A convoluted backup solution was in place. The backup solution was never tested. This was discovered after a hard drive failed and we were unable to successfully restore the users’ data.

Also, installed was one network printer, one NAS (network area storage) and a standalone fax machine.

The client requested we keep costs to a minimum to remain within their budget. They did not require or want a large, complicated system and do not have the staff or resources to manage it after implementation.

Requirements:

  • Easily share files between in house users
  • CRM must always be available
  • Reliable backup

Optional:

  • Easy access of non-confidential files (mostly customized drivers and documentation) for the outside sales reps and clients.
  • Allow all employees access to the critical files and CRM from outside the office.

Solution:

Requirements Met:

We installed a server operating system on a spare computer. This computer met the minimum requirements but had limited disk space. I expected this solution to meet their needs for 18-24 months. This was 3 years ago, and we are only now looking at upgrading, due to hard disk space limitations. The server houses all the shared files and the CRM which all users can access depending on their permissions. All sales reps have an offline CRM database on their laptops which they update daily and then sync with the office.
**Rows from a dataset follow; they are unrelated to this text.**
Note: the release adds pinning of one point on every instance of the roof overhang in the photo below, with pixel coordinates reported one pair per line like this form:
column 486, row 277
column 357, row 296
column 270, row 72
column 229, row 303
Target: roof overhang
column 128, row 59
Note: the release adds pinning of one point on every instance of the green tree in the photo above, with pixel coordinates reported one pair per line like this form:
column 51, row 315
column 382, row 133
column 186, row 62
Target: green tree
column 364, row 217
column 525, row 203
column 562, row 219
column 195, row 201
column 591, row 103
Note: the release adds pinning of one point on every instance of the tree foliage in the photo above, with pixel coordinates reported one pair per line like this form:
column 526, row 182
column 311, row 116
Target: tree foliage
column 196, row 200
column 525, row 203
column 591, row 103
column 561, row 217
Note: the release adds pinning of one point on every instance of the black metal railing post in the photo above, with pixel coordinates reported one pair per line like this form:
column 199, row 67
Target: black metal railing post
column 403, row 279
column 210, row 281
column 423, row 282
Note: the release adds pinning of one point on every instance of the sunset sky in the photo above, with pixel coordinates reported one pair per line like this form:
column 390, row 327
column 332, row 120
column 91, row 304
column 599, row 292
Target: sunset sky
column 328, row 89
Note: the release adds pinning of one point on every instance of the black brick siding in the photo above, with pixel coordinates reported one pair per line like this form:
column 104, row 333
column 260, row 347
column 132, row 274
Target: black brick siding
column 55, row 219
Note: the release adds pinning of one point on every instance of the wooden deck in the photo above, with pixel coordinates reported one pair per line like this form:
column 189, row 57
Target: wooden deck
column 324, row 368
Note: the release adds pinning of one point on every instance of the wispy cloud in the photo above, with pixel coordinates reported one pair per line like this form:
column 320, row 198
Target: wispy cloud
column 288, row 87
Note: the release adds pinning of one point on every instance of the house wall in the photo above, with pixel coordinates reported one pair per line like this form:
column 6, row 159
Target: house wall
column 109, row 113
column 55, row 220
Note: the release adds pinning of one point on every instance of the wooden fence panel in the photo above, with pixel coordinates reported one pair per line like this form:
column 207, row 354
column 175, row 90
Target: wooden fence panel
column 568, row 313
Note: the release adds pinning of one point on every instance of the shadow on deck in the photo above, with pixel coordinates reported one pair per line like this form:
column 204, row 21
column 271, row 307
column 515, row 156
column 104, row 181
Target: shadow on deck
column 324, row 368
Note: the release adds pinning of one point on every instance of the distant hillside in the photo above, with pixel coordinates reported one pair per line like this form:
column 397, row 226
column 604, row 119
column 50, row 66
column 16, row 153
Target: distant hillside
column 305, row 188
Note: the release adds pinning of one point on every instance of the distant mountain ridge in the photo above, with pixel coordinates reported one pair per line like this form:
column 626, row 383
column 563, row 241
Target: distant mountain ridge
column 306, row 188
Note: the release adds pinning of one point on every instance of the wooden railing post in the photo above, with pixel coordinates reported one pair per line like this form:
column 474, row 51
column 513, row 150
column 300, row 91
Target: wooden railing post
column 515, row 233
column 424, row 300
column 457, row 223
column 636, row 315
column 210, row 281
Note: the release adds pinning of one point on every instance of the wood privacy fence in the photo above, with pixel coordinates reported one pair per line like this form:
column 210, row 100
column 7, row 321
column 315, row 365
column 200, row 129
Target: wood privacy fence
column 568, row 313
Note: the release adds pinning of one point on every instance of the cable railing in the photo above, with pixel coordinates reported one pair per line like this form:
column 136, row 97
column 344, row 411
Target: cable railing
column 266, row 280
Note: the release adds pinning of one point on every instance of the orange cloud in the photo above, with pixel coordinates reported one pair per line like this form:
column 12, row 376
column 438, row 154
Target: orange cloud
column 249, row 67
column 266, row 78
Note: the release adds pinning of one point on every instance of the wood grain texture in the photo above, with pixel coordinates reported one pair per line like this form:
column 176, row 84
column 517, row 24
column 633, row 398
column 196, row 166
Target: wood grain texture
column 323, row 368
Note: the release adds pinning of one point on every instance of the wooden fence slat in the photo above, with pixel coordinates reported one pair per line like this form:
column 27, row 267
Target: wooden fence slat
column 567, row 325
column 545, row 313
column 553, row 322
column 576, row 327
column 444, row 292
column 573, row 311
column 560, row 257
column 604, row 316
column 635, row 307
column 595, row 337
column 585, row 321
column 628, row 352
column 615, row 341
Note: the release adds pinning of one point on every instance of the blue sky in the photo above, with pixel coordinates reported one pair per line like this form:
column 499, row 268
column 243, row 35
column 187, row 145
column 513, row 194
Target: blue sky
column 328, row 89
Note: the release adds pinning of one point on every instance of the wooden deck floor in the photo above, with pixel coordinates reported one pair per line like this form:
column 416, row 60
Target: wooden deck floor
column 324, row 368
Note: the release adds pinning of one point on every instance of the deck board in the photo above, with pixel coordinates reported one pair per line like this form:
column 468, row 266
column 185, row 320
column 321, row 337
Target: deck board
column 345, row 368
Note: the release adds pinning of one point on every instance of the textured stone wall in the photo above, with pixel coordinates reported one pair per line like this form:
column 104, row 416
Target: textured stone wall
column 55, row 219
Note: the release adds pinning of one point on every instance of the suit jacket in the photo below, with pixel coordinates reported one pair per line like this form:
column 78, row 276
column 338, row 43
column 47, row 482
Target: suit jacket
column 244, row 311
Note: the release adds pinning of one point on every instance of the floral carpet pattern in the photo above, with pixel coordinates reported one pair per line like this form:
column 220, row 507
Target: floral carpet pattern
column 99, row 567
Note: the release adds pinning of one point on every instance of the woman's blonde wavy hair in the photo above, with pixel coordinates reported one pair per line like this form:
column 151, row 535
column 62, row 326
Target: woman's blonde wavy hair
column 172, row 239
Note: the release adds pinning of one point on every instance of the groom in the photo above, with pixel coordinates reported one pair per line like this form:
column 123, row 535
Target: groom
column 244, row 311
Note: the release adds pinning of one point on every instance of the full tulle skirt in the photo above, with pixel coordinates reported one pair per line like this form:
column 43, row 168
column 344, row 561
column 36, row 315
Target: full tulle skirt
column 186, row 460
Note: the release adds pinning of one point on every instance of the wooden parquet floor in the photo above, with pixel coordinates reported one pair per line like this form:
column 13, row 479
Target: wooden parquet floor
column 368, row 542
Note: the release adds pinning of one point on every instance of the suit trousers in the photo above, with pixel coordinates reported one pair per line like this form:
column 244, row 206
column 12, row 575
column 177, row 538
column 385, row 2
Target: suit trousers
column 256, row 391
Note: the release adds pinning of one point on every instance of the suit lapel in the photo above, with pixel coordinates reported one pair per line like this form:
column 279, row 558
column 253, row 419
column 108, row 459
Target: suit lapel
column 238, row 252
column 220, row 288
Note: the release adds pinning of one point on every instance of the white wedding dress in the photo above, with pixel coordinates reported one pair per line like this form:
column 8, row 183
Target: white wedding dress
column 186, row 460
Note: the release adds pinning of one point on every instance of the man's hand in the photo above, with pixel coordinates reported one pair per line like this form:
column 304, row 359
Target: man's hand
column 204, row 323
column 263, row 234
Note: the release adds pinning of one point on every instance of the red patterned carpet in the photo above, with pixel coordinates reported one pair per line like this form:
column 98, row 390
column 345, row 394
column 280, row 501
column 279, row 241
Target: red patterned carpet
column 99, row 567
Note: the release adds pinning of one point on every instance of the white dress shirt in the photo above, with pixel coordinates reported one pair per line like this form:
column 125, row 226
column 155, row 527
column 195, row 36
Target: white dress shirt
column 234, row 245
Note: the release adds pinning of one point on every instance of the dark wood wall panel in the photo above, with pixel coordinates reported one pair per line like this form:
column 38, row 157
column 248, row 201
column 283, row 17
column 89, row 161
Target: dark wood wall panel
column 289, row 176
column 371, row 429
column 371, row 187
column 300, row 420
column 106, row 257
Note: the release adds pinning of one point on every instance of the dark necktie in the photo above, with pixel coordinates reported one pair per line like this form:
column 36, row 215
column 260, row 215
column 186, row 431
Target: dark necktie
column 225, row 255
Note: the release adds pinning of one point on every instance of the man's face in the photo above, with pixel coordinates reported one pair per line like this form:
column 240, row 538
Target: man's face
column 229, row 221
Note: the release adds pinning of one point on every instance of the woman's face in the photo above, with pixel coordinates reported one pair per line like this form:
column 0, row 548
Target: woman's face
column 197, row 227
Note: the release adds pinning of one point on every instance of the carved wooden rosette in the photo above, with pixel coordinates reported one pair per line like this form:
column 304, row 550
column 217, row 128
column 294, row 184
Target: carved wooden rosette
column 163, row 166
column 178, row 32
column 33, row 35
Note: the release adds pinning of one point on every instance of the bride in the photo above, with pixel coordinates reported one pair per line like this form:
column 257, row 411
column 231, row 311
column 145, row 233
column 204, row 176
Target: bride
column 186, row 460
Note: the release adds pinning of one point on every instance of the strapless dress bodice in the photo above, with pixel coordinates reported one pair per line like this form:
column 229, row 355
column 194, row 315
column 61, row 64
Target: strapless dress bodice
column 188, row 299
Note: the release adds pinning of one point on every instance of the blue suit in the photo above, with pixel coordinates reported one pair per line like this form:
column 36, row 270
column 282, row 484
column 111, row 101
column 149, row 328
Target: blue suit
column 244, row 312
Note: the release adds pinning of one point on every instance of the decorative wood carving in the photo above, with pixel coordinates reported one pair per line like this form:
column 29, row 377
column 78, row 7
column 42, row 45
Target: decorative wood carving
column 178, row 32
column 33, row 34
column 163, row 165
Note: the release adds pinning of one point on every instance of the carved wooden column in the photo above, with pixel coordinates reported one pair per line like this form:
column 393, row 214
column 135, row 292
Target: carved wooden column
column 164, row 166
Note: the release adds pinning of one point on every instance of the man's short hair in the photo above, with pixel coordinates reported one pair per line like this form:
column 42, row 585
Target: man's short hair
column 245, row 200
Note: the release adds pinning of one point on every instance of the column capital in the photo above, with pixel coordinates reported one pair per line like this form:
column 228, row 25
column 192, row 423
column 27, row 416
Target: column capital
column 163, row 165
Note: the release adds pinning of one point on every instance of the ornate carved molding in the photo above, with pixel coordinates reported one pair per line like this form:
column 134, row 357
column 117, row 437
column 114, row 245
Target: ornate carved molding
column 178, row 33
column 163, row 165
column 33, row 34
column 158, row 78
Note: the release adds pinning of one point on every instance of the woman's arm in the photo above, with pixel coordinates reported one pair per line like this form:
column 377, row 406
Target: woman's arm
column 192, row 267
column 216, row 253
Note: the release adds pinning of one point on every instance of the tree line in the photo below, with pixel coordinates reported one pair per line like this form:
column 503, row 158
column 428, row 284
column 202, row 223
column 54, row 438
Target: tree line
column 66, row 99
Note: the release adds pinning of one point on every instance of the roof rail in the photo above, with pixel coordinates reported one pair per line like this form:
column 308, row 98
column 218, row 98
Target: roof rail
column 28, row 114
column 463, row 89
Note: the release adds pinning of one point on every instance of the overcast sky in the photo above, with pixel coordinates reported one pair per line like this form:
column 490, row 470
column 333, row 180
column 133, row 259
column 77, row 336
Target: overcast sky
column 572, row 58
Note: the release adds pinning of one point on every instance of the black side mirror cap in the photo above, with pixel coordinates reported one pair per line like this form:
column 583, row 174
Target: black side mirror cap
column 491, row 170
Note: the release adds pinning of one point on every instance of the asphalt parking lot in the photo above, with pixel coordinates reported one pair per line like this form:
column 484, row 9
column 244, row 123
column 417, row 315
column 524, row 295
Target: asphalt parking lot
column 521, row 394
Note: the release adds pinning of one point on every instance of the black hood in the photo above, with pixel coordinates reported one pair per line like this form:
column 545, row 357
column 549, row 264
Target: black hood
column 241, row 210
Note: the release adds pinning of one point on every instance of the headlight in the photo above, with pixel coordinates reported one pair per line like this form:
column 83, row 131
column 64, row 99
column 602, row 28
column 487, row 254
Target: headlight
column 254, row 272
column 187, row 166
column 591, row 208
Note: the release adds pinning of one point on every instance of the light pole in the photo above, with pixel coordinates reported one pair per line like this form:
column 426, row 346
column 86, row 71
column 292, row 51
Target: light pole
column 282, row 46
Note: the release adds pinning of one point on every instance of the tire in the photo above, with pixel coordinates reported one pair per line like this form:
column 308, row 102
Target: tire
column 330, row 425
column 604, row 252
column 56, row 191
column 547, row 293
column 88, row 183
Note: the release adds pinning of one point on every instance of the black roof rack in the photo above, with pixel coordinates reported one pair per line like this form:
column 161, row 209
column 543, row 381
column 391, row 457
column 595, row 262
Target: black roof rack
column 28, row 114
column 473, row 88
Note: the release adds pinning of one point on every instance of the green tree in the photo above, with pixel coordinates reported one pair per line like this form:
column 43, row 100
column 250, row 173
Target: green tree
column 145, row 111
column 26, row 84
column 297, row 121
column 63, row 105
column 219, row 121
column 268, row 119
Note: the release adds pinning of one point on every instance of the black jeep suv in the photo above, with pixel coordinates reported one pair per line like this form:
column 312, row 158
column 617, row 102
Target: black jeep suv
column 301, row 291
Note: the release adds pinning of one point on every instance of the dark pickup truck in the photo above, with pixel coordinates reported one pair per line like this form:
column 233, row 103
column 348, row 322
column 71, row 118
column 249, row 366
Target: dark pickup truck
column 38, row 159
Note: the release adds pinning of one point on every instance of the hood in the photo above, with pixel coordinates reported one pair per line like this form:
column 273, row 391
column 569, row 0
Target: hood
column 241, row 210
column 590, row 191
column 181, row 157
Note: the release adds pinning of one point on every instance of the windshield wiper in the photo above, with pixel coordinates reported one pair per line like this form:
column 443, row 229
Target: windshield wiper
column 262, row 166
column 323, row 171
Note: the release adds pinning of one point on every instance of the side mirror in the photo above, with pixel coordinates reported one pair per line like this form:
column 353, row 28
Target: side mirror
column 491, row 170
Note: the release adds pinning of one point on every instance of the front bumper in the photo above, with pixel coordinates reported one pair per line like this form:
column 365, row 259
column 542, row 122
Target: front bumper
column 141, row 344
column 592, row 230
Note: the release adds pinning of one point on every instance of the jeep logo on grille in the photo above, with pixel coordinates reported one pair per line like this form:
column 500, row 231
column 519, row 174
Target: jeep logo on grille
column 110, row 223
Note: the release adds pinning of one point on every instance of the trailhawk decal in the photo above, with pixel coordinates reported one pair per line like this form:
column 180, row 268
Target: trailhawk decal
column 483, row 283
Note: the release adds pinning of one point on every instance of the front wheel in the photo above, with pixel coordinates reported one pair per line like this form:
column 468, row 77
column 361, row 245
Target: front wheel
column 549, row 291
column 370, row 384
Critical files on the server (in this case financial files) are backed up to an USB key daily and rotated off site. All additional server files are automatically backed up to an external drive daily. Weekly backups are moved off site. Desktop systems have native OS backup software installed. These backups are kept on a NAS. Weekly, a staff member manually moves the backups to an external hard disk and keeps it off site. This requires a few hours, but can be done in the background. Once the office has a faster, more robust Internet connection, cloud bases backups will replace the current in-house solution. Until then, the current implementation is working well, and most importantly, when files had to be restored we were able to do so.

All users with laptops are responsible for their own backups on an USB drive.

Email and website hosting are outsourced. We choose this option due to connectivity issues at the local site. It would have also added additional costs to host internally in both hardware and administration.

Optional Met:

User can access files and the CRM database via a VPN connection. The server software controls the remote access permissions. Each employee has an account and permission to various files and/or options.

A networked printer and a networked multifunction device have since been added. The stand alone fax was removed.

In addition, an unused Windows XP system became a FTP server. The internal users can add non critical or non-confidential files to the FTP site for clients or other outside sales reps to access. Clients and outside staff can only download from the FTP server. Uploading is strictly controlled.

In order to keep the costs down, older equipment was re-purposed where possible. Printers and a new fax machine had already been budgeted. Total cost less than $1000 for the server operating system.

Current Status:

The users are very satisfied with the current implementation. As stated above, the hard disk space on the server is running low and we are in the process of adding additional hard disk storage to the server. We have looked into upgrading the current satellite Internet connection, but due to location of the office it is cost prohibitive. We will re-evaluate the connectivity issues in a few years when fibre will be available in the area. I suspect, within the next couple of years, the company may have move to a larger location in town as they keep growing. If a move or the employee growth trend continues, it would then be an opportune time to re-evaluate their needs. If and when this occurs a new server with an upgraded operating system and a more comprehensive backup plan would be added.

This outlines the basics of a typical small business office and what can and needs to be done to meet the needs of the users. As you can see from the above example we worked within a limited budget and provided the functionality they required.

PS Since this was originally written some of those expected growth changes are planned this year. I’ll do a follow up post as this company moves forward.